Joint 60th Annual Northeastern/59th Annual North-Central Section Meeting - 2025

Paper No. 33-3
Presentation Time: 8:40 AM

SHORELINE FAILURE PROCESSES, BERLIN LAKE, NORTHEASTERN OHIO


HAMEL, James, Hamel Geotechnical Consultants, 1992 Butler Drive, Monroeville, PA 15146

Berlin Dam was constructed on the Mahoning River in northeastern Ohio by the Pittsburgh District, Corps of Engineers, in the early 1940’s. The dam impounds Berlin Lake, a multipurpose reservoir with a surface area of 4 sq. mi. (10.36 sq. km) and 64 mi. (103 km) of shoreline. As a result of war-time expediency, land acquisition for the project included only the minimum considered necessary for flood control operations. Since WW II, private developments have extended virtually to the water’s edge around much of the lake.

Slope failures, erosion, and bank retreat have occurred at many locations since the lake was impounded in 1943. These processes extended beyond Government property onto private property at some locations. In 1985, I was retained by the Pittsburgh District to investigate causes and probable progression of bank failure and erosion at 17 sites around the lake.

Soil conditions around Berlin Lake are extremely complex because ice lobes advanced and retreated along the Mahoning River during the Wisconsin Glacial Stage. My field investigations classified bank soils into three categories: Gray Clay (laminated glacial lake deposit, overlies deeper bedrock, prone to landsliding and erosion); Till (overlies bedrock or Gray Clay, varies widely in thickness, composition, and consistency, prone to weathering and shallow slab sliding as well as deep seated landsliding where underlain by Gray Clay); and Silt (several feet thick to top of bank, overlies Gray Clay or Till at all study sites, shallow water pond or lake deposit, highly prone to frost heave, surface and subsurface erosion, and earthflows).

Two main classes of bank failure processes were observed. Surface Processes included weathering, surface and subsurface erosion, and shallow earthflows in top of bank Silt along with weathering and shallow sliding of cohesive upper bank Till.

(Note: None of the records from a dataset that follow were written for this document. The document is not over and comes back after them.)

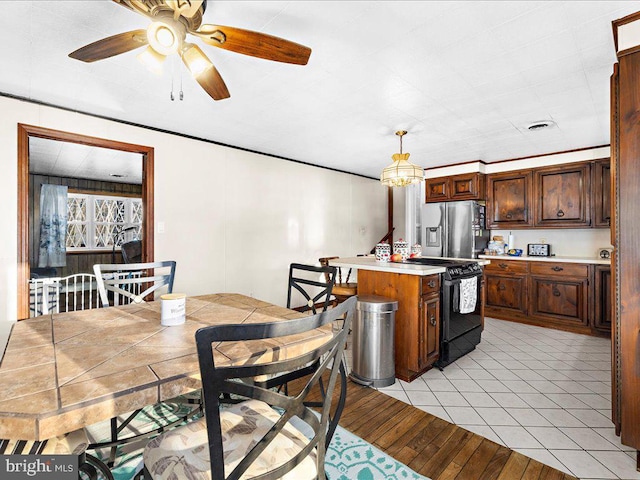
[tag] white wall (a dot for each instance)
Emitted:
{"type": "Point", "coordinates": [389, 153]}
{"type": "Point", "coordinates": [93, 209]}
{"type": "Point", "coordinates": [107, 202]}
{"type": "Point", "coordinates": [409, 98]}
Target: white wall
{"type": "Point", "coordinates": [583, 242]}
{"type": "Point", "coordinates": [233, 220]}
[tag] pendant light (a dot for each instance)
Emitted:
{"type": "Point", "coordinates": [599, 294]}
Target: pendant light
{"type": "Point", "coordinates": [401, 172]}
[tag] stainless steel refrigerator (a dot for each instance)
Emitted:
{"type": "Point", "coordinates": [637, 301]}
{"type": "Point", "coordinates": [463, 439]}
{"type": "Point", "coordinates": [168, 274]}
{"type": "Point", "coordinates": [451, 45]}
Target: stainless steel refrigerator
{"type": "Point", "coordinates": [453, 229]}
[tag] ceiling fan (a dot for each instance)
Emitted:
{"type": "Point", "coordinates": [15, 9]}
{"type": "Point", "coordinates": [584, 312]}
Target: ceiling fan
{"type": "Point", "coordinates": [171, 21]}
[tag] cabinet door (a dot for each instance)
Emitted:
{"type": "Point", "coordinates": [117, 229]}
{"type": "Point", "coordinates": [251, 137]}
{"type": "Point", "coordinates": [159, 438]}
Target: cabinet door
{"type": "Point", "coordinates": [560, 299]}
{"type": "Point", "coordinates": [467, 187]}
{"type": "Point", "coordinates": [563, 196]}
{"type": "Point", "coordinates": [509, 200]}
{"type": "Point", "coordinates": [429, 331]}
{"type": "Point", "coordinates": [437, 189]}
{"type": "Point", "coordinates": [602, 314]}
{"type": "Point", "coordinates": [602, 193]}
{"type": "Point", "coordinates": [507, 293]}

Deep Seated Failures involved retrogressive slumping in Gray Clay and overlying Till, where Till was present, with or without Surface Processes. Observations on 1935 aerial photographs indicated that deep seated slump masses pre-dated impoundment of Berlin Lake. Initial slumping probably occurred at the end of the Pleistocene Epoch when ice remnants adjacent to the valley walls melted and the Mahoning River began actively eroding glacial soil deposits along its banks.